Apr. 18, 2008 – Even the quarterly-ending month couldn’t muster enough strength to give the industry a positive boost, as demand continues to show softness in the semiconductor equipment sector, according to the latest data from SEMI.
The group says March tool bookings in North America were about $1.16B, -4.0% lower than February and -18.5% lower than a year ago. Orders returned to the trend of ~-20% Y-Y declines seen through most of 2H07 and into January 2008, and now represent a tenth consecutive month of double-digit growth declines.
Sales of roughly $1.29B declined about -1.3% M-M and -9.9% Y-Y. On a M-M comparison they slipped back to a small single-digit decline, roughly where they’ve been since last June. Y-Y sales growth has now been in the red for eight months, and the ~10% Y-Y decline is the second-highest since last summer.

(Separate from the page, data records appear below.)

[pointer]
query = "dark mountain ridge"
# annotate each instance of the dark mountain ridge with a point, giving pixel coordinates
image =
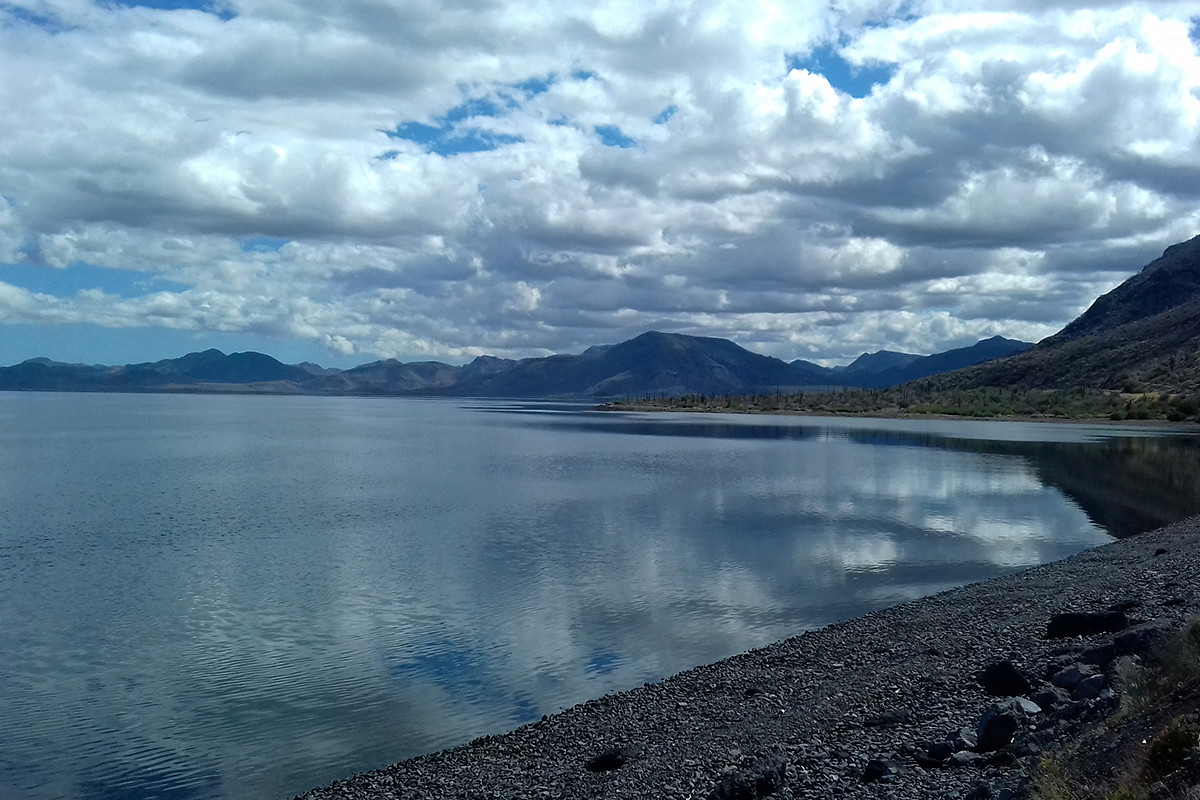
(653, 364)
(1141, 336)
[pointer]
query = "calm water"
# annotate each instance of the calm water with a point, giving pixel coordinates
(251, 596)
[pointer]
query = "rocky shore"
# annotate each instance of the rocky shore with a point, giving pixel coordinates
(952, 696)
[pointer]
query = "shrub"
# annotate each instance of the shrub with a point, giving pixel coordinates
(1169, 747)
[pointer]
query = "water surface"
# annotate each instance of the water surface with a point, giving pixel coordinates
(214, 597)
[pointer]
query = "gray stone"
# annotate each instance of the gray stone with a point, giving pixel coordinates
(1005, 679)
(1001, 722)
(1073, 675)
(610, 759)
(1140, 638)
(762, 777)
(1050, 698)
(1085, 624)
(964, 739)
(876, 769)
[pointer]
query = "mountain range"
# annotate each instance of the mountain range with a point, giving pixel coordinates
(653, 364)
(1141, 336)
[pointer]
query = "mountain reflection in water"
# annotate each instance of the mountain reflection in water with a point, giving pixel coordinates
(225, 597)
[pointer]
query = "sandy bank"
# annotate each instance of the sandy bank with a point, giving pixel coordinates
(826, 704)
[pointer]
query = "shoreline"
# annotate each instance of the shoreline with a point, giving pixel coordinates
(853, 709)
(895, 414)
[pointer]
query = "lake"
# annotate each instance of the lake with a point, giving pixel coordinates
(232, 597)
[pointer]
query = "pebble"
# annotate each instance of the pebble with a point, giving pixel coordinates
(911, 692)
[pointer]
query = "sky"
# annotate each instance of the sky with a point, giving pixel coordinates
(341, 181)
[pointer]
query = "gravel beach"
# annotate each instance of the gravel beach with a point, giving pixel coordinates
(915, 701)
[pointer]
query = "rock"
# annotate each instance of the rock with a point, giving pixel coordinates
(897, 716)
(1089, 689)
(1086, 624)
(1072, 675)
(1140, 638)
(1050, 698)
(1098, 656)
(965, 759)
(763, 776)
(610, 759)
(1005, 679)
(1001, 722)
(940, 751)
(964, 739)
(875, 770)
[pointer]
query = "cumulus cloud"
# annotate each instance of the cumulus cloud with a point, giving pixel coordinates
(444, 179)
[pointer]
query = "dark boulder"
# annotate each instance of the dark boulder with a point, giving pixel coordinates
(1005, 679)
(1086, 624)
(763, 776)
(1140, 638)
(1001, 722)
(610, 759)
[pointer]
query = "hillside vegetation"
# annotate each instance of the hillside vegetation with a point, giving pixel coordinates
(1133, 355)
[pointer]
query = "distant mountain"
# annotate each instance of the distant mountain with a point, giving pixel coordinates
(1141, 336)
(871, 364)
(653, 364)
(905, 368)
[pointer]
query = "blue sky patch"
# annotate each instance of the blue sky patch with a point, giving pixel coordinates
(666, 114)
(843, 76)
(612, 137)
(11, 13)
(534, 86)
(448, 137)
(263, 244)
(221, 11)
(66, 282)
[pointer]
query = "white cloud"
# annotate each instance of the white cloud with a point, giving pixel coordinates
(1014, 162)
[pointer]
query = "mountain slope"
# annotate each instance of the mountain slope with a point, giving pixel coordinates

The bigger slump in orders means the book-to-bill ratio (B:B), which had risen for five straight months, fell back to 0.89, meaning $89 worth of orders were received for every $100 worth of product billed for the month.
In a statement, SEMI’s Dan Tracy, senior director of Industry Research and Statistics, noted that orders have stayed generally at constant levels for the past six months, “a reflection of the uncertainty in the semiconductor industry and with current economic conditions.”
The soft numbers from March come despite the fact that SEMI tweaked down its original projections for February, which actually made the M-M declines less pronounced (bookings would have been -5.8% instead of -4%). The group shaved about $5.2B from Feb. billings, which translated into about 0.3% less growth both M-M and Y-Y. Bookings were cut by $23.5M, which took about 2% off the month’s M-M/Y-Y growth, and lowered the Feb. B:B by a point to 0.92.